02 February 2014

Waters of March

Gloria

Crit
  • Pensamiento preliminar número uno: no, the long, skinny one on the Pacific Coast, not the tall, big-shouldered one on the Atlantic. My apologies to everyone I told this is an Argentinean film; it is, of course, Chilean.
  • Pensamiento preliminar número dos: it seems that I have become older than "a woman of a certain age."
  • Pensamiento preliminar número tres: it was when the cocktail party guests were doing the remarkably professional rendition of the Jobim song that it dawned on me that although I had turned off the upstairs speakers when Sunday-morning Times-reading and Brazilian music-listening time ended, the iPod was still playing, assuming its battery hadn't died, which experience suggested it probably hadn't. (Nor had/has it: 11 hours and 187 songs into its shift, it's playing me a different Jobim song, "Meditação," right now.)
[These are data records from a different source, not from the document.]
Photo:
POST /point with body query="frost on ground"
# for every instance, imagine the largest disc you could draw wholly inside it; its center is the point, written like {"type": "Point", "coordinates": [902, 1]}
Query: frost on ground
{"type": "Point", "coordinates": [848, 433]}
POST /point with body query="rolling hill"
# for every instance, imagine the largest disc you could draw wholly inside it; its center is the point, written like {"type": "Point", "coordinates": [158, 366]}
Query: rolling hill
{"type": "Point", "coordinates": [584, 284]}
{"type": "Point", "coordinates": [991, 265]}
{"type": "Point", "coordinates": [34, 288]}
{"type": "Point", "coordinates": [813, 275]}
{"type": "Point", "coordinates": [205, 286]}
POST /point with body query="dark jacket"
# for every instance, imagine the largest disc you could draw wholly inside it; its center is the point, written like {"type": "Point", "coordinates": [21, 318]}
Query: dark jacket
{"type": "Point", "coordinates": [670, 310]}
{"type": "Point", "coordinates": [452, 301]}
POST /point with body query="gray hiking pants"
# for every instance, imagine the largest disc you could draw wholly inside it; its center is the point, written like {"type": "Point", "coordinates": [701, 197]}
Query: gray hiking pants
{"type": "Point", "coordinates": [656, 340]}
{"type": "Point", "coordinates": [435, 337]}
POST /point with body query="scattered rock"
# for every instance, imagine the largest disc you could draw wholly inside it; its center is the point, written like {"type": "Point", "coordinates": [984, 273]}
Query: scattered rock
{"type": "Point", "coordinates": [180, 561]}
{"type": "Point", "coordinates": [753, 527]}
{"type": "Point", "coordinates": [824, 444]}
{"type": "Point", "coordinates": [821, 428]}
This is another of those movies for which the unimpressive trailer prepared me to disbelieve the all-but-universally enthusiastic reviews, but the enthusiasm is well earned. A smart, funny, sad, joyful (it could be Brazilian!) caution to the young that loneliness, curdled love, and hangovers never get any easier to take, so you'd might as well build up your calluses now. And yes, Paulina Garcia is a wonder.
Trailers
  • In Secret--Sexual repression and infidelity in mid-nineteenth-century France; looks pretty soapy.
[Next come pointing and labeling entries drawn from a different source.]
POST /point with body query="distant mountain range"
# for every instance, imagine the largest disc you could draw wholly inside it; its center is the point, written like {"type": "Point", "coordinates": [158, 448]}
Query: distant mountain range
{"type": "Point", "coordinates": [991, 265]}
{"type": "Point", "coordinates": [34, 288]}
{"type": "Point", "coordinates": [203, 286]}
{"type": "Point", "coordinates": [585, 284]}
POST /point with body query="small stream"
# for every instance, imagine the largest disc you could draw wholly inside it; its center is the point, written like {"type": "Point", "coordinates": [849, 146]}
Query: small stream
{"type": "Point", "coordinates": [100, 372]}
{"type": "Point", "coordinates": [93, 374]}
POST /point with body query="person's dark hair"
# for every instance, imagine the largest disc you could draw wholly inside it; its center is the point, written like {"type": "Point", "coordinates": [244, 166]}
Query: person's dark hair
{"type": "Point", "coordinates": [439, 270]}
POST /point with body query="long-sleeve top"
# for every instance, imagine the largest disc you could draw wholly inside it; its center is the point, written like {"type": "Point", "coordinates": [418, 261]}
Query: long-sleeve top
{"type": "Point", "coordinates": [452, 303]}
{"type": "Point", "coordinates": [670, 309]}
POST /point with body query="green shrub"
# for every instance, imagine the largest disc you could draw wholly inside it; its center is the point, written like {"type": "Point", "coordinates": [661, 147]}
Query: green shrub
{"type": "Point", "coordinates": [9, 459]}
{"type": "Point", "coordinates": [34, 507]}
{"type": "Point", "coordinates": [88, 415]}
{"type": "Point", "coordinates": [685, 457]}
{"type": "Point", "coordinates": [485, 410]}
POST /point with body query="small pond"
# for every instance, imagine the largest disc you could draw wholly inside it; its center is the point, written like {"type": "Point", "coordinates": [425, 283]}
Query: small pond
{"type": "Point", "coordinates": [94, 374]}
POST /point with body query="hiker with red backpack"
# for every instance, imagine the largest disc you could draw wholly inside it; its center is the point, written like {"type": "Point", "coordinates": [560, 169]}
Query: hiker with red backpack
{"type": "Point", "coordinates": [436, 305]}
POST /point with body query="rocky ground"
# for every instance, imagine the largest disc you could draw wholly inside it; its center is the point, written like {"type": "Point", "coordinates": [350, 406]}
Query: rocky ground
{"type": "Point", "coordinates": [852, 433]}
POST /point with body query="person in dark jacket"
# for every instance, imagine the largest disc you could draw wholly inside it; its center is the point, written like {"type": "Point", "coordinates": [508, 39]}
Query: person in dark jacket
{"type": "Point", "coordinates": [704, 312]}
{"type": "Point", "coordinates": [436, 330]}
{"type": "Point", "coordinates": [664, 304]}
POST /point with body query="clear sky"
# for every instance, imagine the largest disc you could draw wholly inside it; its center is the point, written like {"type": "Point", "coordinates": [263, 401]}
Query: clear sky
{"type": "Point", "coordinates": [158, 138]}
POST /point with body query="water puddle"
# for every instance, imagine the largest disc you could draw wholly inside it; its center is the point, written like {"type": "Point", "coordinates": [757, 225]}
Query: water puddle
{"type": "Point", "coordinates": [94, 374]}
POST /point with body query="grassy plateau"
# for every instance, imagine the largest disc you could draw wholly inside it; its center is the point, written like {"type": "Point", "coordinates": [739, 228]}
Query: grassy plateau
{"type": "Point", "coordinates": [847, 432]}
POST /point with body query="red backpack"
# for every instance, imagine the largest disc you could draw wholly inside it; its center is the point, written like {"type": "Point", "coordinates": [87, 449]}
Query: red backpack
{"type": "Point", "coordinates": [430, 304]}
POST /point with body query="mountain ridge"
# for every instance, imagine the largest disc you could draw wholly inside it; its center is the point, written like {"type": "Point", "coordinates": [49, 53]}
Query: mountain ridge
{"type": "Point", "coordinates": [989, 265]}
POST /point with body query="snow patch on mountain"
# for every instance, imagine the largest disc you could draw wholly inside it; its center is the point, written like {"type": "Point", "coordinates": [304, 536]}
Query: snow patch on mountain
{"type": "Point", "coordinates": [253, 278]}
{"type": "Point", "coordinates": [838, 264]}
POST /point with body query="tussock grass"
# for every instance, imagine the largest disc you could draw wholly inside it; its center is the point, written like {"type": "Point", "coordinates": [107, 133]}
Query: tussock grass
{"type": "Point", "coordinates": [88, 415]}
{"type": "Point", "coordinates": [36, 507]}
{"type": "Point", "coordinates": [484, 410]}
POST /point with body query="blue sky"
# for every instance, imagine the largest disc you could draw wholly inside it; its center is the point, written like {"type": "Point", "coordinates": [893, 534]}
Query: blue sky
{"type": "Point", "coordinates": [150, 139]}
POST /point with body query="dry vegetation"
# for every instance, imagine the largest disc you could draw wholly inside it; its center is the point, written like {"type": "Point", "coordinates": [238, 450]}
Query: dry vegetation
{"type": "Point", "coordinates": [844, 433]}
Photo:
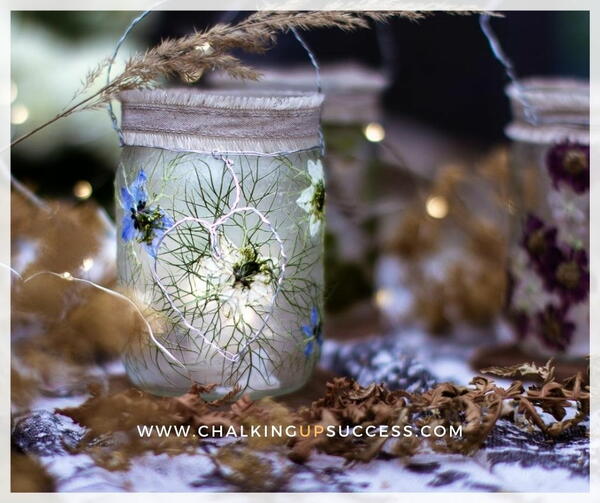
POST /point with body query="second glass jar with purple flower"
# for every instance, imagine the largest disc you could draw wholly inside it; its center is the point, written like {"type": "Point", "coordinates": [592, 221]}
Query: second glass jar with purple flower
{"type": "Point", "coordinates": [549, 260]}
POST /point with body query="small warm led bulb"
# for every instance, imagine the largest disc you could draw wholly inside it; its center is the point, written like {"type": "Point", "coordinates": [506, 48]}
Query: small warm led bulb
{"type": "Point", "coordinates": [437, 207]}
{"type": "Point", "coordinates": [87, 264]}
{"type": "Point", "coordinates": [82, 189]}
{"type": "Point", "coordinates": [374, 132]}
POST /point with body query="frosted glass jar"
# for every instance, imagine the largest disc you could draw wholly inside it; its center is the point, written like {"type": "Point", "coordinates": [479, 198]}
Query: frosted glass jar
{"type": "Point", "coordinates": [549, 297]}
{"type": "Point", "coordinates": [220, 206]}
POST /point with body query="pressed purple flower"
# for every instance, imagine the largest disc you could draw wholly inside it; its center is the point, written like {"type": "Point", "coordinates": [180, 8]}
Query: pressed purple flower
{"type": "Point", "coordinates": [554, 329]}
{"type": "Point", "coordinates": [569, 163]}
{"type": "Point", "coordinates": [540, 243]}
{"type": "Point", "coordinates": [145, 223]}
{"type": "Point", "coordinates": [312, 333]}
{"type": "Point", "coordinates": [572, 276]}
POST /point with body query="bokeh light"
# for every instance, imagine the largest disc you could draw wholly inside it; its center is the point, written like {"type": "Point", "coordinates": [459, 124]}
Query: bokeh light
{"type": "Point", "coordinates": [82, 189]}
{"type": "Point", "coordinates": [374, 132]}
{"type": "Point", "coordinates": [437, 207]}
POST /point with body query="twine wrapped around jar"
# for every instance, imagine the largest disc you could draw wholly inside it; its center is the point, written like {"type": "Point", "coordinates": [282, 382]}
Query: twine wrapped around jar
{"type": "Point", "coordinates": [220, 203]}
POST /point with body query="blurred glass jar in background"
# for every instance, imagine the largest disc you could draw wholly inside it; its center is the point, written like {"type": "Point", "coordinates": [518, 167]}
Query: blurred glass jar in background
{"type": "Point", "coordinates": [351, 121]}
{"type": "Point", "coordinates": [548, 302]}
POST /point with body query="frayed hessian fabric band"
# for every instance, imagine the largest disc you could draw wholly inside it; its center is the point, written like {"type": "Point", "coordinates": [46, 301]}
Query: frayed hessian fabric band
{"type": "Point", "coordinates": [562, 110]}
{"type": "Point", "coordinates": [224, 121]}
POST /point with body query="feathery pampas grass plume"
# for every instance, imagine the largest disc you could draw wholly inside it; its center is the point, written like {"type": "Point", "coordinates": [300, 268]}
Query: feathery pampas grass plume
{"type": "Point", "coordinates": [187, 57]}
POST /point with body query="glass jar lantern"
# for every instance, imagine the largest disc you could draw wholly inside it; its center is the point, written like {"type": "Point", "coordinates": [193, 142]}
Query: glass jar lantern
{"type": "Point", "coordinates": [549, 260]}
{"type": "Point", "coordinates": [220, 205]}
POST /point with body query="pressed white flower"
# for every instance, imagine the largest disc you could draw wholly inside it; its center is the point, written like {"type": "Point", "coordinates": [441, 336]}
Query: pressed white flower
{"type": "Point", "coordinates": [529, 294]}
{"type": "Point", "coordinates": [570, 211]}
{"type": "Point", "coordinates": [312, 199]}
{"type": "Point", "coordinates": [240, 284]}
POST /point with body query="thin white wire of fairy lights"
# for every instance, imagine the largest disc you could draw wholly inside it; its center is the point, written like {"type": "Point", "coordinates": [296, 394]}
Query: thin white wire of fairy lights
{"type": "Point", "coordinates": [66, 276]}
{"type": "Point", "coordinates": [528, 109]}
{"type": "Point", "coordinates": [212, 229]}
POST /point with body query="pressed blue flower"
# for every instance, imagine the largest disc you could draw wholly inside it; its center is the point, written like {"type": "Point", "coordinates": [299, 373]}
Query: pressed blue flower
{"type": "Point", "coordinates": [312, 333]}
{"type": "Point", "coordinates": [145, 223]}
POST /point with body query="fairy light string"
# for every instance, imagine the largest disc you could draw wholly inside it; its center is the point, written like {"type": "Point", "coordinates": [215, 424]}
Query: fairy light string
{"type": "Point", "coordinates": [486, 28]}
{"type": "Point", "coordinates": [212, 229]}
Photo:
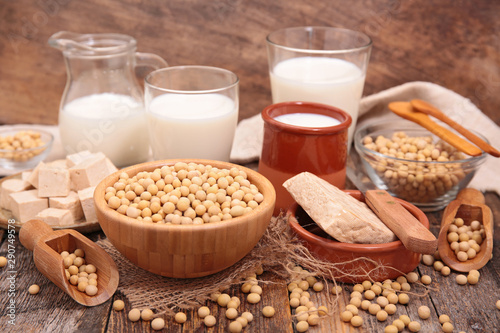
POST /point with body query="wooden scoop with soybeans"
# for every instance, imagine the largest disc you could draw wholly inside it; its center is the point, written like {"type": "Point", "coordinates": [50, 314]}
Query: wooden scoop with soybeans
{"type": "Point", "coordinates": [465, 240]}
{"type": "Point", "coordinates": [406, 110]}
{"type": "Point", "coordinates": [48, 245]}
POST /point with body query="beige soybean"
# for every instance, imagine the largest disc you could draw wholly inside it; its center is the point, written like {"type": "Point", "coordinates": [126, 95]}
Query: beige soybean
{"type": "Point", "coordinates": [391, 329]}
{"type": "Point", "coordinates": [447, 327]}
{"type": "Point", "coordinates": [147, 314]}
{"type": "Point", "coordinates": [209, 321]}
{"type": "Point", "coordinates": [268, 311]}
{"type": "Point", "coordinates": [405, 319]}
{"type": "Point", "coordinates": [424, 312]}
{"type": "Point", "coordinates": [118, 305]}
{"type": "Point", "coordinates": [461, 279]}
{"type": "Point", "coordinates": [302, 326]}
{"type": "Point", "coordinates": [20, 146]}
{"type": "Point", "coordinates": [34, 289]}
{"type": "Point", "coordinates": [235, 327]}
{"type": "Point", "coordinates": [134, 315]}
{"type": "Point", "coordinates": [253, 298]}
{"type": "Point", "coordinates": [426, 279]}
{"type": "Point", "coordinates": [356, 321]}
{"type": "Point", "coordinates": [180, 317]}
{"type": "Point", "coordinates": [346, 316]}
{"type": "Point", "coordinates": [414, 326]}
{"type": "Point", "coordinates": [158, 324]}
{"type": "Point", "coordinates": [243, 321]}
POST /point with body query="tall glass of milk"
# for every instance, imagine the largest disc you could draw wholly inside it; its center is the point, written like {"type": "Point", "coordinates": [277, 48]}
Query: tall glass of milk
{"type": "Point", "coordinates": [192, 112]}
{"type": "Point", "coordinates": [303, 136]}
{"type": "Point", "coordinates": [319, 64]}
{"type": "Point", "coordinates": [102, 107]}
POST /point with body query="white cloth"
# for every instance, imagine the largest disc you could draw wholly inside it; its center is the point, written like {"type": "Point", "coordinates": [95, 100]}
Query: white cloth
{"type": "Point", "coordinates": [248, 140]}
{"type": "Point", "coordinates": [247, 143]}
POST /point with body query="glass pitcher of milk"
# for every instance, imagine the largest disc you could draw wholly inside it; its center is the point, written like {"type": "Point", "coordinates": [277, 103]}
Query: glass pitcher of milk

  • Barefoot--Naïf wins society boy's heart; this screams disaster, except that Evan Rachel Wood won my heart in the damn trailer.
  • Omar--Palestinian boy in love is forced by the Israelis to become an informer: source, unsurprisingly, of a lot of contention.
  • Tim's Vermeer--As is this doc about a science nerd who, knowing nothing about art, sets out to prove a hare-brained theory of composition.